Présentation par
Julien Hervier dans son livre : «
Ernst Jünger: Dans les tempêtes du siècle » :
Au début de 1990, Jünger publie encore un ouvrage important,
Les Ciseaux, recueil très homogène de textes plutôt brefs, tournant parfois à l'aphorisme. Il y adopte une forme inspirée de
Nietzsche et qu'il a souvent utilisée dans son refus des constructions systématiques. le 18 juillet 1988, il écrit à son traducteur
Julien Hervier : « le titanisme constitue la conclusion normale du Crépuscule des dieux. Cette attente est aujourd'hui très actuelle au dernier étage de la tour de Babel. Par exemple chez Heidegger. Moi aussi je m'intéresse depuis longtemps à ce sujet - entre autres dans un texte intitulé
Les Ciseaux. On pourrait dire qu'il s'agit d'une théodicée. Depuis
Nietzsche, à vrai dire, ce terme ne possède plus seulement une signification spécifique mais existentielle. Cela me suggère l'idée que nous devrions peut-être, quand la traduction du Travailleur sera achevée à notre commune satisfaction, la compléter par la version française des Ciseaux – nous pourrions ainsi faire voir la coupole, indispensable pour qu'il cesse de pleuvoir dons l'édifice.» Les théodicées sont des entreprises fort anciennes pour justifier la bonté et même l'existence du Dieu créateur, dont la cruauté du monde pourrait aisément faire douter. Mais Jünger en dépasse la signification spécifiquement théologique pour viser surtout une acceptation de l'existence humaine, si douloureuse soit-elle, dans un monde qui n'a pas cessé d'être pour lui un sujet d'émerveillement.

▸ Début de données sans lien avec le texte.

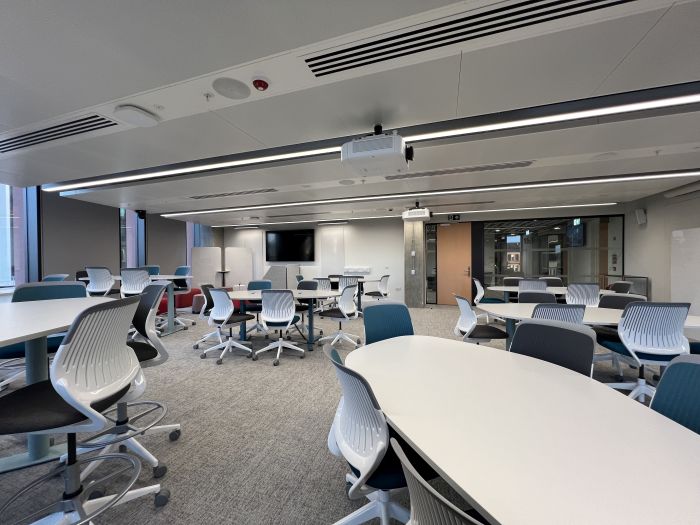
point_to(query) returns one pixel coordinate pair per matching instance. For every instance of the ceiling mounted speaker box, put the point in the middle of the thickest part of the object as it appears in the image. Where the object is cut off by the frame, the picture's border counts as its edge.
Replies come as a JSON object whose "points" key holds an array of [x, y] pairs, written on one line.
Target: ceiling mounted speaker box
{"points": [[641, 216]]}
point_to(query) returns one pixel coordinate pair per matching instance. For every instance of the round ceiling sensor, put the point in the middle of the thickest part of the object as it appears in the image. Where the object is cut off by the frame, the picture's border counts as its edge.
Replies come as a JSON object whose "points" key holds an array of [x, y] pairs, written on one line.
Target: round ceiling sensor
{"points": [[231, 88]]}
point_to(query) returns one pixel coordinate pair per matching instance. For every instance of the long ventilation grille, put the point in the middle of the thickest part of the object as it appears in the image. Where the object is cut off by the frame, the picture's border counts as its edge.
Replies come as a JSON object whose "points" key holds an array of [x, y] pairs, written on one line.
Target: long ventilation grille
{"points": [[467, 169], [478, 25], [79, 126], [233, 193]]}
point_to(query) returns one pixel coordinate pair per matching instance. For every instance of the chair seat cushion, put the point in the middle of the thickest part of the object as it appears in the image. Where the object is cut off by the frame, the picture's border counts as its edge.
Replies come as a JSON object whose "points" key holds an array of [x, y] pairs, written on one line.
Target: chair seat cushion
{"points": [[17, 350], [39, 407], [143, 351], [619, 348], [486, 331], [294, 321]]}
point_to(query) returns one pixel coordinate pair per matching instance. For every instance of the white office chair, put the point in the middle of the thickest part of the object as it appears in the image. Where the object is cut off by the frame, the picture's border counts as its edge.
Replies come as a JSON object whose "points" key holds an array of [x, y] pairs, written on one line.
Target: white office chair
{"points": [[583, 293], [346, 311], [223, 316], [93, 367], [650, 334], [133, 281], [360, 435], [382, 291], [279, 313], [101, 280], [468, 327]]}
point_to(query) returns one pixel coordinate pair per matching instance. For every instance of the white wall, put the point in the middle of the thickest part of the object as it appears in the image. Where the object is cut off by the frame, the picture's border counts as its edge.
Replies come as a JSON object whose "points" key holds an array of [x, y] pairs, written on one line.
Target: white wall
{"points": [[648, 246], [377, 244]]}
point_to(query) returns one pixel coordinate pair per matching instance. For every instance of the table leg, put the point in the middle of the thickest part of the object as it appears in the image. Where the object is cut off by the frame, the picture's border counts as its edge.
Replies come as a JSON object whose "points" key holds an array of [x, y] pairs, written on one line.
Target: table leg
{"points": [[510, 330], [38, 445], [242, 329]]}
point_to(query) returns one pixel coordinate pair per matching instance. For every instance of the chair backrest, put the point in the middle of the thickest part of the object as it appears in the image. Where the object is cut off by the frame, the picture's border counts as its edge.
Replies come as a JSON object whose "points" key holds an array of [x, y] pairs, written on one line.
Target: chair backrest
{"points": [[427, 504], [346, 301], [532, 285], [100, 277], [621, 286], [553, 281], [347, 280], [564, 344], [654, 328], [151, 269], [48, 290], [583, 293], [467, 318], [307, 285], [222, 306], [479, 291], [55, 277], [261, 284], [384, 320], [134, 281], [277, 306], [383, 285], [94, 362], [619, 301], [566, 313], [324, 283], [360, 430], [536, 297], [183, 283], [678, 393]]}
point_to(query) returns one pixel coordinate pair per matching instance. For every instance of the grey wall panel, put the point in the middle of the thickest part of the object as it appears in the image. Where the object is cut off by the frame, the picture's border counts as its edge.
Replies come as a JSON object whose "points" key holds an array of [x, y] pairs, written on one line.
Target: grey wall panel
{"points": [[75, 234], [166, 243]]}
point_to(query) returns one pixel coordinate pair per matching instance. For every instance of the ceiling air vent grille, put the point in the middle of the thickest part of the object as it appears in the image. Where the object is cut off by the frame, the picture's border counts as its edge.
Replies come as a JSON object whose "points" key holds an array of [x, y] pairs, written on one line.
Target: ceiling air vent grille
{"points": [[462, 29], [467, 169], [71, 128], [233, 193]]}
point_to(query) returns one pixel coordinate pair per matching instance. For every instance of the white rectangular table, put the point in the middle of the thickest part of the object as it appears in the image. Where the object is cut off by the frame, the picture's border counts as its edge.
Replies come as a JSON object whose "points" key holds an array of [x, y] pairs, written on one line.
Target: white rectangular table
{"points": [[31, 322], [527, 442], [256, 295]]}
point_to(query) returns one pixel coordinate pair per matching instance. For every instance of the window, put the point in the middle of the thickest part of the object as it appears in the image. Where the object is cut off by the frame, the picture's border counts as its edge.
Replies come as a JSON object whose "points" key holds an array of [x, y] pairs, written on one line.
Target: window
{"points": [[13, 236]]}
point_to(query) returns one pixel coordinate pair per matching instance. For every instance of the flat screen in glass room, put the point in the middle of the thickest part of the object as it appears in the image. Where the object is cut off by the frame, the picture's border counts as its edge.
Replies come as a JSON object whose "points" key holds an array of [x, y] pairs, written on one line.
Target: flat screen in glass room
{"points": [[289, 246]]}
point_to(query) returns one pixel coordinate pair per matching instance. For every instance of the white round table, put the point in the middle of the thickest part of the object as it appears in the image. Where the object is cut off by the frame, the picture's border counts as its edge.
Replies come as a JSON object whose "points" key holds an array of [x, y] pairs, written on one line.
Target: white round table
{"points": [[527, 442]]}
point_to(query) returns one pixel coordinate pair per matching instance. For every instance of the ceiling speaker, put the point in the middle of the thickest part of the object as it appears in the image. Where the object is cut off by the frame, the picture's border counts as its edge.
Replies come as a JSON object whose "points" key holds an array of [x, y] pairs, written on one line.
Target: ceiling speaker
{"points": [[641, 216]]}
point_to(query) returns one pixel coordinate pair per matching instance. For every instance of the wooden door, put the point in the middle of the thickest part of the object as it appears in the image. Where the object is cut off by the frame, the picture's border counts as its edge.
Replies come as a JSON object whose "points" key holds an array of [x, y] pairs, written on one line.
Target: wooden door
{"points": [[454, 261]]}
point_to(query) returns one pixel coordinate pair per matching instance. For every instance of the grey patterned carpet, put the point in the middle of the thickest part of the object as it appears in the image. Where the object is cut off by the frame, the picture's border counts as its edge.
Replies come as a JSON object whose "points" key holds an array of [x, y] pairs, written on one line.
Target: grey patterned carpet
{"points": [[253, 446]]}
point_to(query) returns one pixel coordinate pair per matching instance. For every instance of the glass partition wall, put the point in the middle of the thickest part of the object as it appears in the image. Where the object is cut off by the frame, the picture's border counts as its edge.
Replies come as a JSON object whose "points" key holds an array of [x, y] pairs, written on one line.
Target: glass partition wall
{"points": [[577, 249]]}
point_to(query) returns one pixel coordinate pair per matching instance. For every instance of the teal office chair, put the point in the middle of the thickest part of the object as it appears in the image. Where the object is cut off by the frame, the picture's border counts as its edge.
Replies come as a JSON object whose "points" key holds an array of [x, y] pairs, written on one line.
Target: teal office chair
{"points": [[384, 320], [11, 356]]}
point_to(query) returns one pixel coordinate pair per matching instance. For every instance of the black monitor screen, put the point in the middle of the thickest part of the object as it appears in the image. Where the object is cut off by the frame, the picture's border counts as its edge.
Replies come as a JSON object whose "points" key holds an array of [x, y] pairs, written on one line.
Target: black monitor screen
{"points": [[289, 246]]}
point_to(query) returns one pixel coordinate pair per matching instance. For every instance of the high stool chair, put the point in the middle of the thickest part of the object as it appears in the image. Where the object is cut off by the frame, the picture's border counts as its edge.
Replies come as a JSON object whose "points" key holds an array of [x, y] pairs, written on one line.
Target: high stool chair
{"points": [[92, 369]]}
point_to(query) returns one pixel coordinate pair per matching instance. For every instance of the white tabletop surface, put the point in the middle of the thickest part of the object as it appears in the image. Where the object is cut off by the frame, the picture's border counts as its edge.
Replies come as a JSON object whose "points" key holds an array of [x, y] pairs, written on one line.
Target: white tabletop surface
{"points": [[528, 442], [256, 295], [31, 319], [593, 315]]}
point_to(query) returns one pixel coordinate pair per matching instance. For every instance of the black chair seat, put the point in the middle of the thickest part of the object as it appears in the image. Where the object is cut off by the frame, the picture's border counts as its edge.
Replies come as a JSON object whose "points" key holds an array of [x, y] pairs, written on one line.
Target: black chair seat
{"points": [[143, 351], [333, 312], [39, 407], [486, 331]]}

Le titre se réfère à l'image mythologique des ciseaux, qui séparent deux univers temporels : celui dont la mort constitue la conclusion abrupte, lorsque
Les Ciseaux de la Parque ont tranché, et celui d'un au-delà concret, approché dans le rêve, le mythe et le don de seconde vue, ou la mort perd ses terreurs, car
Les Ciseaux de la Parque s'y referme à vide sur l'intemporel. Dans cette perspective, Jünger mentionne les récits de « survivants», ces personnes qui, à la suite d'un accident brutal ou elles ont cru franchir le seuil de la mort, sont sauvées au moment ultime et retrouvent l'univers de la vie. Elles ont souvent l'impression d'être sorties de leur corps et de le survoler, sensation qu'a connue l'écrivain. Mais surtout, loin d'être en proie à l'angoisse et à la souffrance, elles éprouvent généralement un sentiment d'euphorie extrême, il leur semble qu'elles empruntent un long tunnel qui les mène vers une merveilleuse lumière dans laquelle elles aspirent à rentrer. Il y a quelque chose d'extrêmement rassurant pour Jünger qui voit s'approcher le terme inéluctable avec une grande confiance : il n'est surement pas loin ici de
Léon Bloy, auquel on demandait ce qu'il ressentait sur son lit de mort. Jünger a souvent cité sa réponse : «Une immense curiosité».
L'ouvrage suscite l'approbation du pape
Jean-Paul II qui charge un ecclésiastique tchèque, Mgr Kubovec, bien en cour à Rome et curé de la paroisse de Dürrenwaldstetten, proche de Wilflingen, de transmettre à Jünger la bénédiction papale pour son quatre-vingt-quinzième anniversaire“. Mais Jünger est certainernent encore plus heureux d'apprendre que son livre a pu venir en aide à des lecteurs sur le point de franchir le seuil, de passer à la douane, comme il l'écrivait dans
le Coeur Aventureux pour évoquer l'heure du bilan, le moment où l'on passe la frontière décisive entre deux mondes.